The materialism and consumerism of our culture is easy to look down on, despite how much a part of it most of us are.   But seeing materialism as simply superficial is a too superficial view of it.

The desire for material things is a psychological compensation for other deep desires:  Because we can’t “have it all” in our soul-lives, we try to “have it all” in our bodily lives.   Think about a person with an eating disorder.  The desire is not just for food.  Eating the food is an attempt to satisfy other needs.

By “bodily lives” I mean the pleasures of the senses:  the better TV, the more luxurious car, the cashmere sweater, the leather sofa.

By “soul lives” I mean our emotional lives.  For instance, the competition in consuming  (My purse/watch/car is as good or better than yours, ie, as expensive or more so.)  is a need to be perceived as OK, acceptable to a group and to oneself, valuable, worthwhile.  “I’m worth something!  My worth is shown by the worth of my STUFF.  It proves my worth.  Look how much I’m worth.”

There are other soul desires that are compensated for by stuff.  For instance, I want a rewarding, challenging career that I’m passionate about, and I also want to be there for my kids, to go to their games, their plays, their recitals, help them with homework, and I also want to have time with just my spouse and maintain and build that relationship, and I also want to work out several times a week and pursue a few of my own interests and hobbies, and I also want to read and, and , and.

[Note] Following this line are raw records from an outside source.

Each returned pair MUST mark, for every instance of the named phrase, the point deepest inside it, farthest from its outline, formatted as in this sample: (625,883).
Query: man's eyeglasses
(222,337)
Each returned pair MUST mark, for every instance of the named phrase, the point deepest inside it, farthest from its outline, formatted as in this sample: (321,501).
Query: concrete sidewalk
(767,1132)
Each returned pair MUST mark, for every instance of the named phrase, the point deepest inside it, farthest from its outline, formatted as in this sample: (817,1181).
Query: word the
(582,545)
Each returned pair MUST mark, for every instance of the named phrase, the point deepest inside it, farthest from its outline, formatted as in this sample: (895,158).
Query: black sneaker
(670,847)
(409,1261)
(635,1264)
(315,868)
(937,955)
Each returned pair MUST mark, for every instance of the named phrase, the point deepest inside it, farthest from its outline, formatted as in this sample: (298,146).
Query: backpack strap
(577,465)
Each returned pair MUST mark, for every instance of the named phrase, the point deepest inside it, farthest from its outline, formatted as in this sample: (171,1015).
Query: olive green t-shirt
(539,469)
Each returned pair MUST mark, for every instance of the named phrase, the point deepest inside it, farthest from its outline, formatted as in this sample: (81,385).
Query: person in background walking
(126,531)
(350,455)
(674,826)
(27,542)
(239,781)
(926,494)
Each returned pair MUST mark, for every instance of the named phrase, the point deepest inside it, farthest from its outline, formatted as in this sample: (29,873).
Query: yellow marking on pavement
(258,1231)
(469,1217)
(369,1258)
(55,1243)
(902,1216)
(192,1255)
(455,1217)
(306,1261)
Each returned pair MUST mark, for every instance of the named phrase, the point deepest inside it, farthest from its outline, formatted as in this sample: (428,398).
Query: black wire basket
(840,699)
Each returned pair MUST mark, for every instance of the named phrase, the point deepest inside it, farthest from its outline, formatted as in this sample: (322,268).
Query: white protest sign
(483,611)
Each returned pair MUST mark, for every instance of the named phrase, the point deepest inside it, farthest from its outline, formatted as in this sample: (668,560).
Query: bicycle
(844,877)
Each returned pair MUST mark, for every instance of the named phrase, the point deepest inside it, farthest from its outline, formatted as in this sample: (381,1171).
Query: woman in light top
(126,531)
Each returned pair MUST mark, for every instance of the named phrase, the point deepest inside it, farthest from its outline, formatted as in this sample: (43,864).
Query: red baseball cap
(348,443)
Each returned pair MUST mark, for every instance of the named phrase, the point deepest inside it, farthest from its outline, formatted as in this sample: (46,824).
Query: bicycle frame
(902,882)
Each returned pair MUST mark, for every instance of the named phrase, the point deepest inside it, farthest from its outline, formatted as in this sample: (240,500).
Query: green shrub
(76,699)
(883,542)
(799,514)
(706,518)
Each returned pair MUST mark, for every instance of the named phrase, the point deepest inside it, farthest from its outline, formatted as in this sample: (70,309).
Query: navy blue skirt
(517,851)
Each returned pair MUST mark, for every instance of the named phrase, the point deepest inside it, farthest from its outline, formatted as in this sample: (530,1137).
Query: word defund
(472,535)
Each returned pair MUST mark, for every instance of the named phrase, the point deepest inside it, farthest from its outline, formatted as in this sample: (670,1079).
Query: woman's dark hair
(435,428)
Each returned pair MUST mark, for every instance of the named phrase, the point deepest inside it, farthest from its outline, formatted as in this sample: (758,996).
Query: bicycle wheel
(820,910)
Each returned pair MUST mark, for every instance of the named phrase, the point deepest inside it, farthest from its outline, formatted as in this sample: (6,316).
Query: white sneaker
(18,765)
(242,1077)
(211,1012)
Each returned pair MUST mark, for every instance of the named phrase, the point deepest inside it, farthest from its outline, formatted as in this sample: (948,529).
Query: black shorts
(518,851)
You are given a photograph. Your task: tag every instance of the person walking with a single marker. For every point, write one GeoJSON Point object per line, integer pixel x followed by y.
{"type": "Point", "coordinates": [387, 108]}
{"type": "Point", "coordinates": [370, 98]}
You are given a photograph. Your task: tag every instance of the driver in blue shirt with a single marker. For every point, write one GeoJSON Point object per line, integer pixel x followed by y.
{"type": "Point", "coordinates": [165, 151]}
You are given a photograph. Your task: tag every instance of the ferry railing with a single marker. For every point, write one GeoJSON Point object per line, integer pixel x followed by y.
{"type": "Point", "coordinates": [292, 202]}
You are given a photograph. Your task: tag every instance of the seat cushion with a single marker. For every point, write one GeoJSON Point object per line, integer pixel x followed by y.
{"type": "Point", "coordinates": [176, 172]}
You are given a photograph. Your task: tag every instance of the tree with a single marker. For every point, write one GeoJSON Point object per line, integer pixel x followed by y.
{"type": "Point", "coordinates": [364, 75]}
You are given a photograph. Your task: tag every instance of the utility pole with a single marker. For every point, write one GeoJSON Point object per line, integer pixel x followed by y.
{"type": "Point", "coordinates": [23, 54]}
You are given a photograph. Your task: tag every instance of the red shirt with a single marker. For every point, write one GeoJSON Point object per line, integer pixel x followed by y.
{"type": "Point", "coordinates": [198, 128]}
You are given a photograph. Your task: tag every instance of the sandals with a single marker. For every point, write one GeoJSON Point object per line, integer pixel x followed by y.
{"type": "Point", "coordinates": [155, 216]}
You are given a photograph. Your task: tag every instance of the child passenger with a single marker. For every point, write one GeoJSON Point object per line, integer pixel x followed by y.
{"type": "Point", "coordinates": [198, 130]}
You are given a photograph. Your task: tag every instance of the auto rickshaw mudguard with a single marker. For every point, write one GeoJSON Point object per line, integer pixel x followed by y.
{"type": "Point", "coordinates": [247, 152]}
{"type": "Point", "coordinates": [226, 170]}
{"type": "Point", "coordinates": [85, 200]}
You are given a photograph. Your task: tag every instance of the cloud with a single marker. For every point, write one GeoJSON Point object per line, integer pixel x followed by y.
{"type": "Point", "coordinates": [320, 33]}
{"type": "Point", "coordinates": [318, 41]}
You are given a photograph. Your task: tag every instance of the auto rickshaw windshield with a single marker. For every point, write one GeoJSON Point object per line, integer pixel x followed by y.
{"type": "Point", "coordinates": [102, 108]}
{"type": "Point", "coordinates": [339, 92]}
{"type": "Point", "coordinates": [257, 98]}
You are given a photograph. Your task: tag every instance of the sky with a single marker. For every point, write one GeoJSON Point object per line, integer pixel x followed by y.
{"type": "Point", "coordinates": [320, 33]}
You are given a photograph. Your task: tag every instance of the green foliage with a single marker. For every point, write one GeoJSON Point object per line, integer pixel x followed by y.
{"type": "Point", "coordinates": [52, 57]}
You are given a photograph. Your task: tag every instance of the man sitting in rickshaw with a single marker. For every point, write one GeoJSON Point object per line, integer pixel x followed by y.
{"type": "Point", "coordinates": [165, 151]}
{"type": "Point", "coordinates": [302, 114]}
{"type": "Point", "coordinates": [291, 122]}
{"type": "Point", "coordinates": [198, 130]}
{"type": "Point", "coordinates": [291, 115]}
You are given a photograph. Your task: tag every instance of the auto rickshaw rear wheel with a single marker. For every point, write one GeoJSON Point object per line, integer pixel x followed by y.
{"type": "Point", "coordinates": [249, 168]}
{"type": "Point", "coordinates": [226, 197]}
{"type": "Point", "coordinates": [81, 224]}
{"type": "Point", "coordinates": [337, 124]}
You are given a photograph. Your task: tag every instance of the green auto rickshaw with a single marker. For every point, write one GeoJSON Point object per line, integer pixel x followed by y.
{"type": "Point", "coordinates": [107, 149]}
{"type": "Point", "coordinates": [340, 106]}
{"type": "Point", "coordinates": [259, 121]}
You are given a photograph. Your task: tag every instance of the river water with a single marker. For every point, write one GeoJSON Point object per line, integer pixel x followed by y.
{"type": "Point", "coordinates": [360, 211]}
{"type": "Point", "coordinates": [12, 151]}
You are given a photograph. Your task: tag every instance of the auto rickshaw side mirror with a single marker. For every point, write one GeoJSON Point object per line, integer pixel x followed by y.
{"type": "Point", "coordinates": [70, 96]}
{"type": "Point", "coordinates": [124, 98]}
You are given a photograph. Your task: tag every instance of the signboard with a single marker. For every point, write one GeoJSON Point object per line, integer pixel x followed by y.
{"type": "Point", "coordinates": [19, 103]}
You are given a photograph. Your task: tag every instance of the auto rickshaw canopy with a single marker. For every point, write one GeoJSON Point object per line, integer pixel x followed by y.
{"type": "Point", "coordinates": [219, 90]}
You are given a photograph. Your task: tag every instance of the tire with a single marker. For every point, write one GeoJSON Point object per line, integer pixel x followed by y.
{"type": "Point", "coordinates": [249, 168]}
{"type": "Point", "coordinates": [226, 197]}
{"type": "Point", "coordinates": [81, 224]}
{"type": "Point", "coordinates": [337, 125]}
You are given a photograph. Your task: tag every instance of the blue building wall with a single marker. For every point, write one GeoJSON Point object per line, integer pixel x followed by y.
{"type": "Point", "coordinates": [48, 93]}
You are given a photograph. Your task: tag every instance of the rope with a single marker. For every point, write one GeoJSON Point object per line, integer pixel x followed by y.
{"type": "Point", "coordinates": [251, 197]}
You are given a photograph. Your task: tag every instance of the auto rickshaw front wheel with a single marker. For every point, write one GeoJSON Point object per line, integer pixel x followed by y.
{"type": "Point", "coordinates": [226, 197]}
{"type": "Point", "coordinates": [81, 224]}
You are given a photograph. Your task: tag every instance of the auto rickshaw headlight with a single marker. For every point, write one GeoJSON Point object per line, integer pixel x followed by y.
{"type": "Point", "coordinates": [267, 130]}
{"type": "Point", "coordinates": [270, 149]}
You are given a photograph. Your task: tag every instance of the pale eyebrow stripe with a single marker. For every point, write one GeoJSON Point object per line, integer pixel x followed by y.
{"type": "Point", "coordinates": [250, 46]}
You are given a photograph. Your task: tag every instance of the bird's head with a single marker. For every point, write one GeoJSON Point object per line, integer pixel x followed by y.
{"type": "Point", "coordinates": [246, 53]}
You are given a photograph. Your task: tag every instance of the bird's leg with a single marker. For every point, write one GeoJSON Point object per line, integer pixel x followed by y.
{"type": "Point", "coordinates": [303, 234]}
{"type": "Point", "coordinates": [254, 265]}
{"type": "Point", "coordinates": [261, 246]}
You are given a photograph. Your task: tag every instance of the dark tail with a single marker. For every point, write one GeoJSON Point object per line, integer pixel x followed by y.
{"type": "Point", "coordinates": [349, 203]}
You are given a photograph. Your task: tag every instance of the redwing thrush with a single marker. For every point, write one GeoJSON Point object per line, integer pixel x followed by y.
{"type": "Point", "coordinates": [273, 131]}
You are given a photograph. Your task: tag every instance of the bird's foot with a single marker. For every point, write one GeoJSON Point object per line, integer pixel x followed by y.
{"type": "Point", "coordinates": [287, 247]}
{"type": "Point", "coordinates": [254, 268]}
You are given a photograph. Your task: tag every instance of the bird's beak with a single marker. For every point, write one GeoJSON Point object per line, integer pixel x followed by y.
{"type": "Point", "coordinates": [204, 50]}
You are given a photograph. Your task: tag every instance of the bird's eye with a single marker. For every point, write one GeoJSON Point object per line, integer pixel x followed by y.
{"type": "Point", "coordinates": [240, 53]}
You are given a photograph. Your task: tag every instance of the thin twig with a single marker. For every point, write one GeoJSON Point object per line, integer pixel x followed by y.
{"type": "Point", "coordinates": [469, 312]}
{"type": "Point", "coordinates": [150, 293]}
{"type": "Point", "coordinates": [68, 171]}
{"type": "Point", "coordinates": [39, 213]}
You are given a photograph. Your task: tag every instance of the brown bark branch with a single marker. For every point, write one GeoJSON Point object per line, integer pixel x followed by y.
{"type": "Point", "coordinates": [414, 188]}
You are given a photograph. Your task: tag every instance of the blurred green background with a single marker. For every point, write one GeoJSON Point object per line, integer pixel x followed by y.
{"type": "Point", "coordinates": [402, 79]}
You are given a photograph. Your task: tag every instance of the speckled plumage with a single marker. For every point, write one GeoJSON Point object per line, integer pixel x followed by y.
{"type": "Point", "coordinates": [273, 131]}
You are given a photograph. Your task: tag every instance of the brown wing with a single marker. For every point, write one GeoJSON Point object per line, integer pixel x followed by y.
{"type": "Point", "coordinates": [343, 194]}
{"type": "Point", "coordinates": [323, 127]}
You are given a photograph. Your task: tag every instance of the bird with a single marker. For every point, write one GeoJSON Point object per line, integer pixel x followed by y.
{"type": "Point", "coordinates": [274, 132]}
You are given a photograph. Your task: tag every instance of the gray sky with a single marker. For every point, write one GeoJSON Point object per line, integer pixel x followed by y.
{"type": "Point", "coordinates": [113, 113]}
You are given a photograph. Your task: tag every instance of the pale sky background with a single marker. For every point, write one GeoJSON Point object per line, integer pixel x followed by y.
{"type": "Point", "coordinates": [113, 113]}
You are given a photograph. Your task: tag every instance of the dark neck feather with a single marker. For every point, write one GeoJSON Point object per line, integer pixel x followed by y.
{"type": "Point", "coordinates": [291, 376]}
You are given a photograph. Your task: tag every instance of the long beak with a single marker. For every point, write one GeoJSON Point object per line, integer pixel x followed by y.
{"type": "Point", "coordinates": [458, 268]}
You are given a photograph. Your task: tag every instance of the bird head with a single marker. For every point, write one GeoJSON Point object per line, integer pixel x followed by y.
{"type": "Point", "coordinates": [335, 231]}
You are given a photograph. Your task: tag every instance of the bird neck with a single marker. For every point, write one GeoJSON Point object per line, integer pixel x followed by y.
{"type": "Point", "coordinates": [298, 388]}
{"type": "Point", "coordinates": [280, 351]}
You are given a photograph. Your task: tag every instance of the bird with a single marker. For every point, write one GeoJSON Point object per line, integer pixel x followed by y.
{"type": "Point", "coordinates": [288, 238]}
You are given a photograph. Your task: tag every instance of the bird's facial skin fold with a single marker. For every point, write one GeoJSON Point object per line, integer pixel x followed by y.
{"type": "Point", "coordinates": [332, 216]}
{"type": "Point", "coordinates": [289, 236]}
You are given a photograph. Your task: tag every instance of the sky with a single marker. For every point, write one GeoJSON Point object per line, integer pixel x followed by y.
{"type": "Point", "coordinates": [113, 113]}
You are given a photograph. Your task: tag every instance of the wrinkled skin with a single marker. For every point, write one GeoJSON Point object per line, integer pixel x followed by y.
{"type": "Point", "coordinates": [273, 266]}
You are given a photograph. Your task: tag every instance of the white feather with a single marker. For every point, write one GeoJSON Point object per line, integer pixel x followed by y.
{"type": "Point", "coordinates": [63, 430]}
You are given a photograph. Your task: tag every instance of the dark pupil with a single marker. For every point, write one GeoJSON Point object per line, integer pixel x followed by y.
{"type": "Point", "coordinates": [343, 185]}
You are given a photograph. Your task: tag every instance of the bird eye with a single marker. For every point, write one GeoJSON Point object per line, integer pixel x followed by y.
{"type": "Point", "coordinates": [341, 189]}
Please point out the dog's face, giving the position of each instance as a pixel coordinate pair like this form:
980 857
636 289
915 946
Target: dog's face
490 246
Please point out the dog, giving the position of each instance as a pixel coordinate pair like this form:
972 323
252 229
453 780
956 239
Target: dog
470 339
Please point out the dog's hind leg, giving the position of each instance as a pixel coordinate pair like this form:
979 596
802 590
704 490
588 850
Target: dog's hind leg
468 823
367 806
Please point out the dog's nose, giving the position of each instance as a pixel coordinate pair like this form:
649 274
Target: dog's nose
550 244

It is so important to understand materialism on a deep level because it is one of the most pressing ethical issues of our time, in that it is the root cause of our environmental crisis.  The earth gets despoiled because we crave more and more stuff that must be made out of it.

And on the deepest level, materialism is about the soul’s hunger.  It yearns for something, and the hunger is apparently infinite.  Maybe this is because what it yearns for is infinite.   Connection, love, nirvana, God, enlightenment, oneness, whatever we call it.

Hungers for the infinite are infinite.  It seems to be one of the ways that, as some Eastern traditions put it, Thou art that, or in Western idiom, we’re made in the image of God, or in the language of medieval alchemists, As above so below.

But infinite hungers aren’t the fashion nowadays.  The ads are for desires we can believe we can satisfy.